Low Dimensional Representations for Motion Planning and Control
Speaker: Professor Daniel D. Lee
Host Faculty: Professor Farshad Khorrami
Planning and controlling robots with many degrees of freedom in complex environments is very challenging with real-time computational constraints. I will show how low-dimensional reductions can be used to solve high-dimensional motion trajectory optimizations.
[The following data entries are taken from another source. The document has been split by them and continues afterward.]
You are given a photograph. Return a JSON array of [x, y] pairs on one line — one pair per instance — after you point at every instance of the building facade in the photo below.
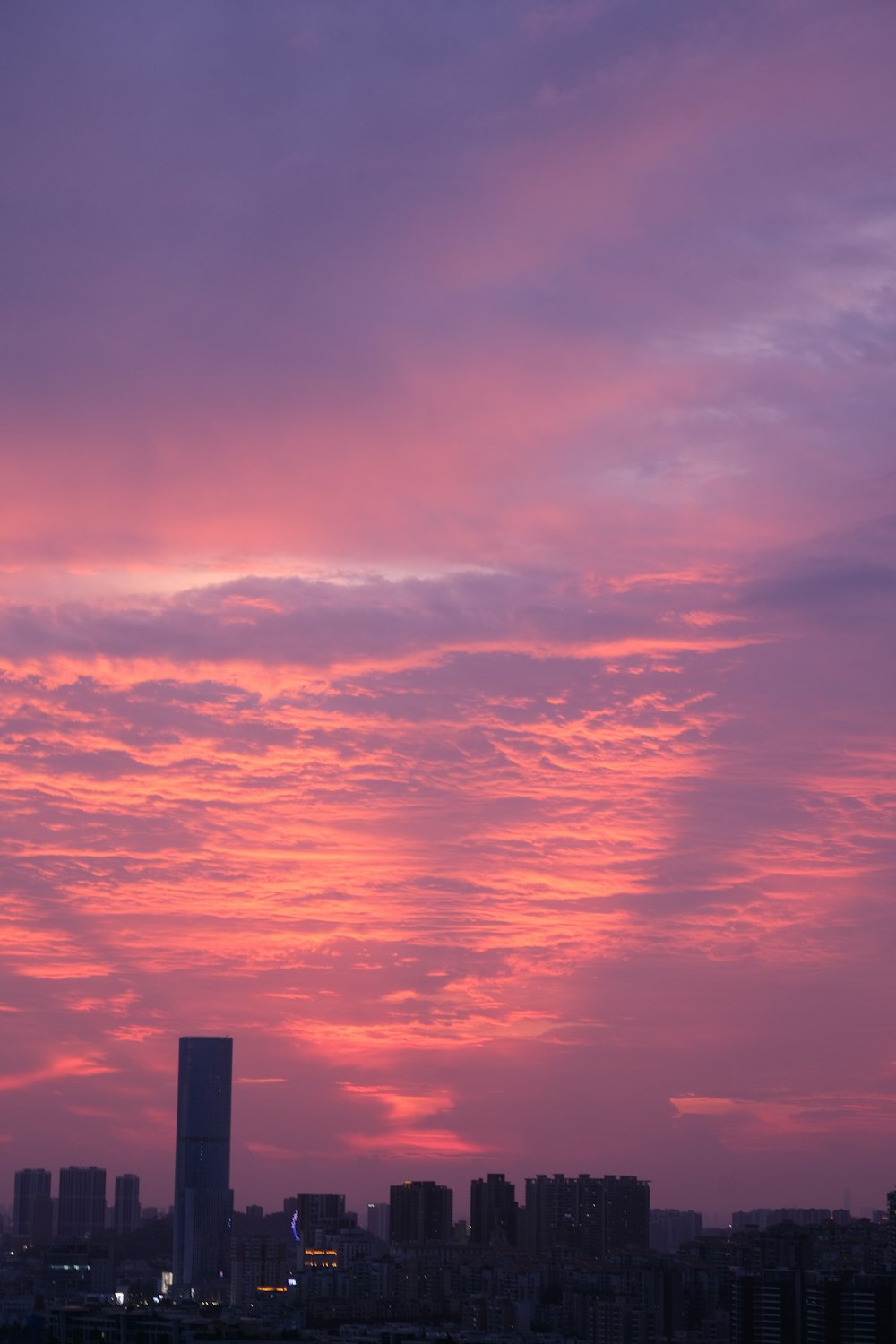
[[493, 1211], [421, 1211], [203, 1198], [31, 1206], [82, 1202], [126, 1211]]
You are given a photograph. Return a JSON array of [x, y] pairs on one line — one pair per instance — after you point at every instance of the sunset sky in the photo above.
[[447, 620]]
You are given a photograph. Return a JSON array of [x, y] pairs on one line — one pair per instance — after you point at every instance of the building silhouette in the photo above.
[[421, 1211], [378, 1220], [316, 1217], [82, 1202], [493, 1211], [626, 1214], [126, 1210], [203, 1198], [31, 1206]]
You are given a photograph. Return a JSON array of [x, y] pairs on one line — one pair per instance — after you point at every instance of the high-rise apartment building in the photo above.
[[203, 1198], [126, 1211], [627, 1214], [378, 1220], [421, 1211], [316, 1217], [32, 1207], [591, 1214], [82, 1202], [493, 1211]]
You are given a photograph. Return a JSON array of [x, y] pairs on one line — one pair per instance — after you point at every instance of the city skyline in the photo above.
[[447, 567]]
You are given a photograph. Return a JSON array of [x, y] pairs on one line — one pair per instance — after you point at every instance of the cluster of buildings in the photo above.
[[575, 1258]]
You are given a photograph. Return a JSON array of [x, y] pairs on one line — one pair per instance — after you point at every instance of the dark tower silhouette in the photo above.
[[493, 1211], [419, 1211], [32, 1209], [203, 1198], [82, 1202], [126, 1212]]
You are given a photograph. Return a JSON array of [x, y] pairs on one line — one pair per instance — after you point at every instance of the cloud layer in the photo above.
[[447, 586]]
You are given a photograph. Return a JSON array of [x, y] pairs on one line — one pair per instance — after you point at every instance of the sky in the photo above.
[[447, 574]]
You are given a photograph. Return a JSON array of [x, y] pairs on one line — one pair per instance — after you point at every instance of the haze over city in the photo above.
[[446, 607]]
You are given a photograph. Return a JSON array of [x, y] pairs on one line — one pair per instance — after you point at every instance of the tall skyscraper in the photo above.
[[126, 1212], [32, 1207], [82, 1202], [203, 1198]]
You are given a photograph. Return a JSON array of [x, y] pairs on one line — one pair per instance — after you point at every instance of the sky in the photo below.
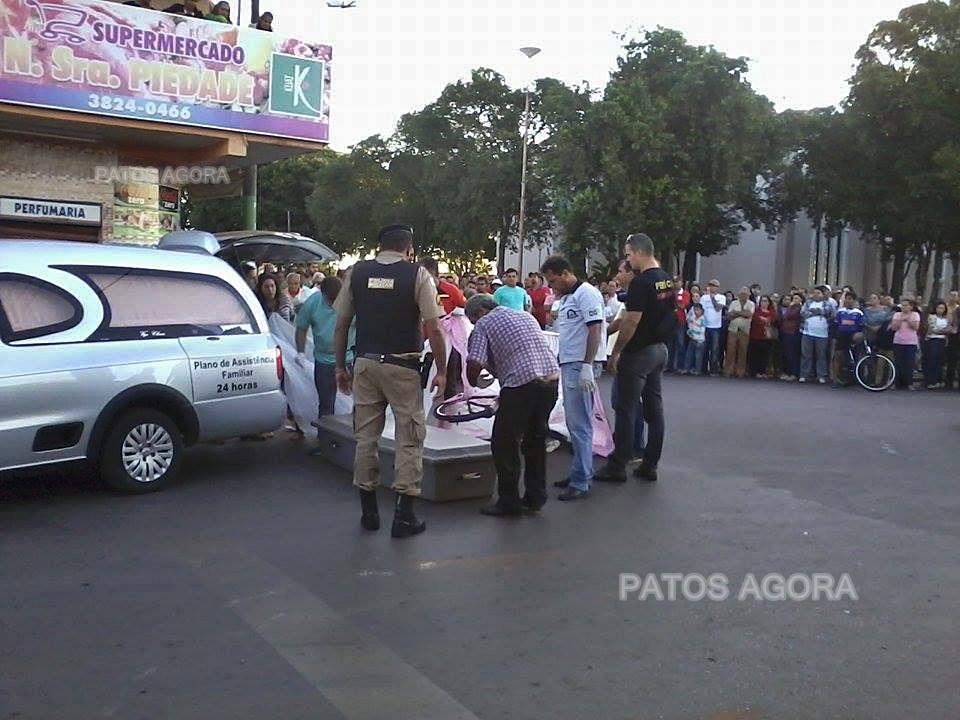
[[396, 56]]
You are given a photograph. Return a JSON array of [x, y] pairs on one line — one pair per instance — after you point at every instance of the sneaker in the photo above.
[[572, 493]]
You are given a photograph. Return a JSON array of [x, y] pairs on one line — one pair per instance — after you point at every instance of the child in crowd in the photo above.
[[696, 341]]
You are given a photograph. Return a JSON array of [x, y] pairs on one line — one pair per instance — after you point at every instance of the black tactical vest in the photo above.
[[388, 318]]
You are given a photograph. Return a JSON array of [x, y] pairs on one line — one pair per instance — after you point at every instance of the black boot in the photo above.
[[405, 523], [370, 520]]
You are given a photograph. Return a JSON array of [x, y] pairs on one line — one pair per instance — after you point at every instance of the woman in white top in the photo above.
[[934, 348]]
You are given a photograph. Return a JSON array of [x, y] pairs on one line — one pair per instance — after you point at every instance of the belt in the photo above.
[[408, 363]]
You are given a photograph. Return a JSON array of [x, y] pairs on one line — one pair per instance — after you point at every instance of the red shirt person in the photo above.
[[539, 292], [450, 296]]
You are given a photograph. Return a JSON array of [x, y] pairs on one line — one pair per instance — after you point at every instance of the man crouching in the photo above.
[[510, 345]]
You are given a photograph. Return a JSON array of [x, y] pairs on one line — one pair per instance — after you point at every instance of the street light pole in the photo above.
[[529, 52]]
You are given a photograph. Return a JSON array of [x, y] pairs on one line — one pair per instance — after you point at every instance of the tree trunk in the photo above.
[[690, 265], [502, 244], [899, 267], [922, 271], [937, 290], [884, 270]]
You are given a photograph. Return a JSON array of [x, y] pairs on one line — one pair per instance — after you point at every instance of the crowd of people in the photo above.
[[636, 326], [806, 334], [204, 9], [801, 334]]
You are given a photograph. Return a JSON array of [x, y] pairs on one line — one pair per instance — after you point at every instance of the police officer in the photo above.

Our algorithm learns symmetries in the high-dimensional cost function to find an appropriate low-dimensional value function, in accordance with Noether's theorem in Lagrangian mechanics. This allows us to compute optimal trajectories with complexity less than the dimensionality of the naive configuration space. Applications of these methods will be shown on highly articulated arms and humanoid robots.
About the Speakers
Daniel D. Lee is currently the Evan Thompson Term Chair, Raymond S. Markowitz Faculty Fellow, and Professor in the School of Engineering and Applied Science at the University of Pennsylvania. He received his B.A. in Physics from Harvard University in 1990, and his Ph.D. in Condensed Matter Physics from the Massachusetts Institute of Technology in 1995. Before coming to Penn, he was a researcher at Bell Laboratories, Lucent Technologies, in the Theoretical Physics and Biological Computation departments. He has received the NSF Career award and the University Lindback award for distinguished teaching; he was a fellow of the Hebrew University Institute of Advanced Studies in Jerusalem, an affiliate of the Korea Advanced Institute of Science and Technology, and has helped organize the US-Japan National Academy of Engineering Frontiers of Engineering symposium. At the GRASP Lab and as director of the University Transportation Center at Penn, his group focuses on understanding general computational principles in biological systems, and on applying that knowledge to build autonomous systems.